While his Sundance experience was a disappointment, the friendship would ultimately lead to the kind of sensational career breakthrough that King had hoped for, one that few filmmakers and even fewer color filmmakers have ever witnessed.
His second film, "Judas and the Black Messiah," which he and Coogler created together with Charles D. King, arrives on Friday as one of the most awaited movies of the year in theaters and on HBO Max. Its stars, Daniel Kaluuya as Fred Hampton, the chief of the Illinois Black Panther Party, and Lakeith Stanfield as William O'Neal, the mistaken informant who supported the F.B.I. to orchestrate his killing, seem all but intended for Oscar nominations.
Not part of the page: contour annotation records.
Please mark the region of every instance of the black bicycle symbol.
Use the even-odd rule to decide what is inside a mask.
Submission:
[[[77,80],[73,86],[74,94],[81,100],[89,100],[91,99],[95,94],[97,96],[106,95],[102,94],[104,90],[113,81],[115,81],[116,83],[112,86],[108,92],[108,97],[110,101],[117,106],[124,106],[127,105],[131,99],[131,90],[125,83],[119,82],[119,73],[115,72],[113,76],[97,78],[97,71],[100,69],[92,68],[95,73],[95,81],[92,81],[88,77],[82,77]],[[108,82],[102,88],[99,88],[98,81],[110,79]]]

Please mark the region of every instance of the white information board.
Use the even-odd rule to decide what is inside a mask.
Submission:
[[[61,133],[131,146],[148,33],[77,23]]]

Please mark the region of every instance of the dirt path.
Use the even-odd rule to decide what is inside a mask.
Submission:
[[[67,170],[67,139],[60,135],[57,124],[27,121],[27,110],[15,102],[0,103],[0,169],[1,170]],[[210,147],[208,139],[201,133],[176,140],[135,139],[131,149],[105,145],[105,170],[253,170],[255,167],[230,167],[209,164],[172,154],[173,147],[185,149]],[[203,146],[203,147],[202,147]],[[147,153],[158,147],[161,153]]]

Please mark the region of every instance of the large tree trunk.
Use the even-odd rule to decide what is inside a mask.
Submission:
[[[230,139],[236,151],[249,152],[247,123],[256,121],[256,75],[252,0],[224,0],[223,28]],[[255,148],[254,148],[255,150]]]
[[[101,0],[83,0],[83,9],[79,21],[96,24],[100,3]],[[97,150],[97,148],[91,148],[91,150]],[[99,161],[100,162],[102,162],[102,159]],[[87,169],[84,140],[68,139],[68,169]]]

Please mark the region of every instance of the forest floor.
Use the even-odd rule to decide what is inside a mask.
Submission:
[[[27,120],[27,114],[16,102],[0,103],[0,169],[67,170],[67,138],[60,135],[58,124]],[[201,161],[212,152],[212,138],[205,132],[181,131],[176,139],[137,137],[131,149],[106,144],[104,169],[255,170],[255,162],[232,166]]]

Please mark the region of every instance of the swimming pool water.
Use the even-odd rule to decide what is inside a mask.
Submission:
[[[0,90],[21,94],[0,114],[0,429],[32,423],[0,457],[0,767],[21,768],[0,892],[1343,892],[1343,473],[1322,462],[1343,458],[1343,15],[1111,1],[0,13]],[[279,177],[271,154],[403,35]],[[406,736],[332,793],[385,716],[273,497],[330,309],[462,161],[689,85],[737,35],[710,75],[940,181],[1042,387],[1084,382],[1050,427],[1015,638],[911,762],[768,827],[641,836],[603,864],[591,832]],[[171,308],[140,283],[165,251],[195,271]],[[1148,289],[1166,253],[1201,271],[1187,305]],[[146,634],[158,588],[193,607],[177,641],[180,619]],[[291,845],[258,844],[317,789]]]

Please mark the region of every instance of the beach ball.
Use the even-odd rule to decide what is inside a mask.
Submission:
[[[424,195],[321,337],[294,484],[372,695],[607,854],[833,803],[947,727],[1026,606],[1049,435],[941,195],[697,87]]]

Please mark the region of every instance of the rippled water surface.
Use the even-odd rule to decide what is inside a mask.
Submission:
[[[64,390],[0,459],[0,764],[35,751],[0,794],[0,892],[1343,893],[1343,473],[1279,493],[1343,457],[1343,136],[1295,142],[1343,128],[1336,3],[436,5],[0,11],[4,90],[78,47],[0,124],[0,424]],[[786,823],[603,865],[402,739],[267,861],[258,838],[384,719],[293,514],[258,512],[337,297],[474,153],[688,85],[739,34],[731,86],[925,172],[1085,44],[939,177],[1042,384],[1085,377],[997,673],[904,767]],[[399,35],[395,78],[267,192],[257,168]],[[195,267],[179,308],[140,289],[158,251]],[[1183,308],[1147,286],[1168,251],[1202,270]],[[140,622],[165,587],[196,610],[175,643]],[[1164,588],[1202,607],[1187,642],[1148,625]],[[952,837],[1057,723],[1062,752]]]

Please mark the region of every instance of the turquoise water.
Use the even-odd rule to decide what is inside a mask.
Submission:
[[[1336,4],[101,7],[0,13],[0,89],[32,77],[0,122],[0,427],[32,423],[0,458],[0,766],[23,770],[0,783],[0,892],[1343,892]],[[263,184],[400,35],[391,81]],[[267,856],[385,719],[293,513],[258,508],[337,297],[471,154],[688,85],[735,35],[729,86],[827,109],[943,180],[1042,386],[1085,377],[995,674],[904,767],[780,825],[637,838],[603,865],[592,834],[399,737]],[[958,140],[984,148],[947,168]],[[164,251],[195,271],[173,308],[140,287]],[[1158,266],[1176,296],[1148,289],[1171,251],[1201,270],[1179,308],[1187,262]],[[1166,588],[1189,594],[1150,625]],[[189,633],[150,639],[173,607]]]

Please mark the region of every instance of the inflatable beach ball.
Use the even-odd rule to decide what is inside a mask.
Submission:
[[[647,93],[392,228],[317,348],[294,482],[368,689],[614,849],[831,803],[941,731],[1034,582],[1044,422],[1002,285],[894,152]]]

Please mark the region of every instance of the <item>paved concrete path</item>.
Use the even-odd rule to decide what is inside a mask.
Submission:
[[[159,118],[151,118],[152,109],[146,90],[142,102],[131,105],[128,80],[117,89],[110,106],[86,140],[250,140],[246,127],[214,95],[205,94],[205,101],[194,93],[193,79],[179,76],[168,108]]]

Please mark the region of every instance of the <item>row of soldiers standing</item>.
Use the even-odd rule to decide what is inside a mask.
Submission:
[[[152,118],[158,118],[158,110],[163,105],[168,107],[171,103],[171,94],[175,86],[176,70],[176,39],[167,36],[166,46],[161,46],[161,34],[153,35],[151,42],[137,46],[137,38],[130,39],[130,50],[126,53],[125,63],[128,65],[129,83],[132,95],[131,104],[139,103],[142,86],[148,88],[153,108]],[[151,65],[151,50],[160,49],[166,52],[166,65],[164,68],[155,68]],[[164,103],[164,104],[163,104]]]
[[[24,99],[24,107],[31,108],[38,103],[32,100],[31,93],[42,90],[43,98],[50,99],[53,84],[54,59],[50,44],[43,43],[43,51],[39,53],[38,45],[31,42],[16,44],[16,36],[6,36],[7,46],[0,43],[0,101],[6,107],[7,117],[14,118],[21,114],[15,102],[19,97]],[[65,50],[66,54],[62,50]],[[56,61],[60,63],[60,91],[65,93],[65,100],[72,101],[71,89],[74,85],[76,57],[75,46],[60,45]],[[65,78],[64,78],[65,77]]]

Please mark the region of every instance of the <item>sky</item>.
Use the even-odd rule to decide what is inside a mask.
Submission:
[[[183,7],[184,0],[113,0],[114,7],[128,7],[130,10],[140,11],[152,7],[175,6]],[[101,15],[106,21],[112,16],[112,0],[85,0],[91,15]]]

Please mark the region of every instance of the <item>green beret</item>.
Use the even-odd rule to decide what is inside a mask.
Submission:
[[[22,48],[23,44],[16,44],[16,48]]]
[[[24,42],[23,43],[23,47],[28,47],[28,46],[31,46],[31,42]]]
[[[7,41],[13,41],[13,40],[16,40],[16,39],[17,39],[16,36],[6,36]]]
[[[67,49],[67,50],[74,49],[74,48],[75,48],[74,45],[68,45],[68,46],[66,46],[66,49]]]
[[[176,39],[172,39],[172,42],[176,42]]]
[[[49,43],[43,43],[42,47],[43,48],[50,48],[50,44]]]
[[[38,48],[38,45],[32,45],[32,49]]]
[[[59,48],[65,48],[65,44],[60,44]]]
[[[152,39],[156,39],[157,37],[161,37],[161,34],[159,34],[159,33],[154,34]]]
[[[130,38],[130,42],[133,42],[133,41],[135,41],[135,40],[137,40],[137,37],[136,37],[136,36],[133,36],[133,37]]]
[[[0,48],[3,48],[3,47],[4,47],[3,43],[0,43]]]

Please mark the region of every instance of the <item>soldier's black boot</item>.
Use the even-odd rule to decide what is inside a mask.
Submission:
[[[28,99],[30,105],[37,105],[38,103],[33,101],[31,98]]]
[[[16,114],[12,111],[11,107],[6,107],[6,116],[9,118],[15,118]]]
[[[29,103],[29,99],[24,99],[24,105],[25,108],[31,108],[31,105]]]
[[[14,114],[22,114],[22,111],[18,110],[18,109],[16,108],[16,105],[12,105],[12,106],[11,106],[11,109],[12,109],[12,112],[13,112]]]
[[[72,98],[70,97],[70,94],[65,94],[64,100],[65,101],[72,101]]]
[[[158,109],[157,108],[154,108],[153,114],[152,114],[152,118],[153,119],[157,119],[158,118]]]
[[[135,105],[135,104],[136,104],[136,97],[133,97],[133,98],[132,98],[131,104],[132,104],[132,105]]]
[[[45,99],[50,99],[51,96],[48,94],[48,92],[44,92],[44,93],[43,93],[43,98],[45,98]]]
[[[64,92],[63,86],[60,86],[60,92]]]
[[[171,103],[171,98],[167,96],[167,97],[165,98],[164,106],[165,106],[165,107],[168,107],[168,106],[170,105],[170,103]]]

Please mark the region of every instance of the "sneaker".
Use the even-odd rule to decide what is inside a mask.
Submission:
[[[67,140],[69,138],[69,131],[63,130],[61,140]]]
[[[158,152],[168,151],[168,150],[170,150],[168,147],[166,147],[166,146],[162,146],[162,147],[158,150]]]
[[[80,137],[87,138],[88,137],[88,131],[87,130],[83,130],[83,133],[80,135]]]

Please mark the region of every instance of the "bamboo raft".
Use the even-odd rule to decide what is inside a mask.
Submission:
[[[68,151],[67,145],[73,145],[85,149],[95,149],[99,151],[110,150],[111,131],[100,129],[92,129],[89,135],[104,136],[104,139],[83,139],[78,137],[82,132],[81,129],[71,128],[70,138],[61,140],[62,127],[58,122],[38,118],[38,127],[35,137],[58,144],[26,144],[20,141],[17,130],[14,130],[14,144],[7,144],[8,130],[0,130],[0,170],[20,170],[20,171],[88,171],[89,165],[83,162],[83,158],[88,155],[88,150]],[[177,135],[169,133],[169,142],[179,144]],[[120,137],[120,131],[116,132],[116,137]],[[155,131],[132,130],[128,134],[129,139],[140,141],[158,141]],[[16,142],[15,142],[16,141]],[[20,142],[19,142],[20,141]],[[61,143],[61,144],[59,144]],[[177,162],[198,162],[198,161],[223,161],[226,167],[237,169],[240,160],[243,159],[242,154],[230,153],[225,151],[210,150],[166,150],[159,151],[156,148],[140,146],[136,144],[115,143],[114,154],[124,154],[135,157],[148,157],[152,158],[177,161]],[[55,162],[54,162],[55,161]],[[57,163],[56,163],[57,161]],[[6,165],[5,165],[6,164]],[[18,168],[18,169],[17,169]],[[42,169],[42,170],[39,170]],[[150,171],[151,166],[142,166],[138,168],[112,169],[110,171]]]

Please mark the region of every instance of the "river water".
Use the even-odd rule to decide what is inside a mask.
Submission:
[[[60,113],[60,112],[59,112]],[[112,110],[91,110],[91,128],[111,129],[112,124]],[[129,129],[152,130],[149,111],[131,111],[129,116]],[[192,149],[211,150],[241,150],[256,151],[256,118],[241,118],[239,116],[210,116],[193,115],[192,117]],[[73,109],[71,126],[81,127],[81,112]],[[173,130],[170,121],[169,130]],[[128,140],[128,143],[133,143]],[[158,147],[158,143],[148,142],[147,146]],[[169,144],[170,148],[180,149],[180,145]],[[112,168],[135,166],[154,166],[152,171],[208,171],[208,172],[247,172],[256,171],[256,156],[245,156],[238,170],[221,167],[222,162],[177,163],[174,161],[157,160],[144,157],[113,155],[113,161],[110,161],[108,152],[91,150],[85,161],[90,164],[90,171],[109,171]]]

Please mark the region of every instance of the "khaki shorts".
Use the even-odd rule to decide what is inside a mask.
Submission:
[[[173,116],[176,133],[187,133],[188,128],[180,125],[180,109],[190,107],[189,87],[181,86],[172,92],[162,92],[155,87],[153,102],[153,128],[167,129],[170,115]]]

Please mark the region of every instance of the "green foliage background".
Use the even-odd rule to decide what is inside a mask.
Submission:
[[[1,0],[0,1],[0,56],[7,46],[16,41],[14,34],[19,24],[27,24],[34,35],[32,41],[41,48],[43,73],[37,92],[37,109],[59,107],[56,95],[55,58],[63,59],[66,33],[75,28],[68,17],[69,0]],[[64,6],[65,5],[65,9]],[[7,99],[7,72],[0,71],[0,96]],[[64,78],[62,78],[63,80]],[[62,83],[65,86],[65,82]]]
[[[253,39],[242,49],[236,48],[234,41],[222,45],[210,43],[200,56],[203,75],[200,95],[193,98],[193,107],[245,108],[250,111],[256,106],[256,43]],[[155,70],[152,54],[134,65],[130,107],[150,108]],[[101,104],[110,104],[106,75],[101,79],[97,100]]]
And the reviews have sung the praises of the King, with A.O. "While King's fast-paced direction does not spare the suspense, Scott writes in The New York Times, "It also leaves room for sorrow, rage and even a measure of exhilaration.
But the more impressive achievement might be that the film — a pointed fable about the unprecedented acceptance of white nationalist violence in the United States government, backed with the imprimatur and promotional might of a major studio — exists at all. It announces the arrival of a young, unconventional voice, and could serve as a test for a bold plan to route Hollywood through a revolution in racial justice.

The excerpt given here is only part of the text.